Advanced workflows
==================

This page highlights optional steps available when training models. The
``advanced_demo.ipynb`` notebook demonstrates the commands.

Grid search
-----------

Run ``mlcls-train -g`` to search a wider range of parameters. The job records
metrics for each candidate and stores the best estimator under ``artefacts/``.
To perform grid search on the random-forest pipeline pass the model option::

   mlcls-train --model random_forest -g
   mlcls-train --model gboost -g

Calibration
-----------

After training a model you can calibrate the predicted probabilities::

   mlcls-eval --calibrate isotonic

This fits a calibration model on the validation fold and reports Brier score in
the output table. The calibrated estimator is saved with the suffix
``_calibrated.joblib``.

Run the standalone helper to draw reliability plots for both models::

   python -m src.calibration

The script reads the saved models and generates ``*_calibration.png``
files under ``artefacts/``.

Fairness checks
---------------

Use the evaluation command with ``--group-col`` to compute group metrics such
as statistical parity and equal opportunity. The summary table now includes an
``equal_opp`` column showing the worst to best true positive rate ratio::

   mlcls-eval --group-col gender --group-col marital
This command prints parity ratios for each group and stores them in
``artefacts/group_metrics.csv``. ``summary_metrics.csv`` records the
``equal_opp`` ratio for each model.

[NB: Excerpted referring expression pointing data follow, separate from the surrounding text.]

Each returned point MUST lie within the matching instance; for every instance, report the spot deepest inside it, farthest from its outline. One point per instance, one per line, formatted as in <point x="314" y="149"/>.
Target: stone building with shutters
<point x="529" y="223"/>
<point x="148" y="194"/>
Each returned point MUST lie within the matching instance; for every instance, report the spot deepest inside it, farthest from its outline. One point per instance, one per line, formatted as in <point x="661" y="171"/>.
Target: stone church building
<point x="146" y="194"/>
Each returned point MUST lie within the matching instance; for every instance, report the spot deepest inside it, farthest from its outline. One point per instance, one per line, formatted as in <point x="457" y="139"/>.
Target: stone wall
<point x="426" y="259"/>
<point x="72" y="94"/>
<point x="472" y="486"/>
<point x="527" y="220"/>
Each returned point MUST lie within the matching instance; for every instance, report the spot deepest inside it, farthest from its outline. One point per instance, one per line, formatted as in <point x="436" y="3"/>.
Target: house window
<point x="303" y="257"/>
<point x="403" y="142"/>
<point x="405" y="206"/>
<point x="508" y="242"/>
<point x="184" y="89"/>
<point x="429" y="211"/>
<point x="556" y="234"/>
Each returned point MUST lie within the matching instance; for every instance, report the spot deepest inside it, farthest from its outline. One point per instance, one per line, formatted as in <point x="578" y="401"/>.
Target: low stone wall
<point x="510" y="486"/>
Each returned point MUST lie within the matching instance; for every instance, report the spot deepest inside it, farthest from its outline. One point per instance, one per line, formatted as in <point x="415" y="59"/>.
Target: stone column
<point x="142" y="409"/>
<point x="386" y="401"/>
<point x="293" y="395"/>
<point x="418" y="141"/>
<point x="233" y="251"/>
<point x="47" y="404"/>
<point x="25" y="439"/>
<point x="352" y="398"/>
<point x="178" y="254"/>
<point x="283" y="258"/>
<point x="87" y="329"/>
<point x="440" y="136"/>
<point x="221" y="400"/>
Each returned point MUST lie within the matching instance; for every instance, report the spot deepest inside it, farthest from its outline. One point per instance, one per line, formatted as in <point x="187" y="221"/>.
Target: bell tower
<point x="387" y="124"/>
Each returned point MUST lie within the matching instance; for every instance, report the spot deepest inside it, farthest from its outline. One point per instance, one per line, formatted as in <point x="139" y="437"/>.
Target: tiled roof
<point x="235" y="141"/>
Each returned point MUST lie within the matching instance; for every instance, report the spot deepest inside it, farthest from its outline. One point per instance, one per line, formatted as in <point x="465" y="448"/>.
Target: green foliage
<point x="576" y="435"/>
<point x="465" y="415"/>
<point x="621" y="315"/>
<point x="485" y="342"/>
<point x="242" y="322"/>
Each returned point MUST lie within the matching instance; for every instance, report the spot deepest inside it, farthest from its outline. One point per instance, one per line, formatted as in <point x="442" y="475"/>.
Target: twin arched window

It also stores ``eq_odds`` which is the
difference between the true- and false-positive rate gaps.

Set a custom probability cutoff for these metrics with ``--threshold``. When
omitted the tool chooses the Youden J statistic::

   mlcls-eval --group-col gender --threshold 0.6

Select specific pipelines with ``--models``. Pass multiple names to evaluate
only those models::

   mlcls-eval --models logreg random_forest svm

The ``advanced_demo.ipynb`` notebook walks through these steps and shows the
additional plots.

SHAP values
-----------

Provide a DataFrame to ``logreg_coefficients`` or ``tree_feature_importances``
and pass ``shap_csv_path`` to store per-feature SHAP values::

   from src.feature_importance import logreg_coefficients

   shap_df = logreg_coefficients(
       "artefacts/lr.joblib",
       shap_csv_path="artefacts/logreg_shap_values.csv",
       X=X_test,
   )

The helper function ``compute_shap_values`` creates the table with columns
matching the input DataFrame.

SHAP plots
----------

Use ``plot_shap_summary`` to visualise these values::

   from src.feature_importance import plot_shap_summary

   plot_shap_summary(
       "artefacts/lr.joblib",
       X=X_test,
       png_path="artefacts/logreg_shap.png",
   )

The image ``logreg_shap.png`` appears under ``artefacts/``.

Report artefacts
----------------

Gather recent metrics and plots with the report command::

   mlcls-report

The tool copies the latest files into ``report_artifacts/``. You can zip the
folder and share it with collaborators.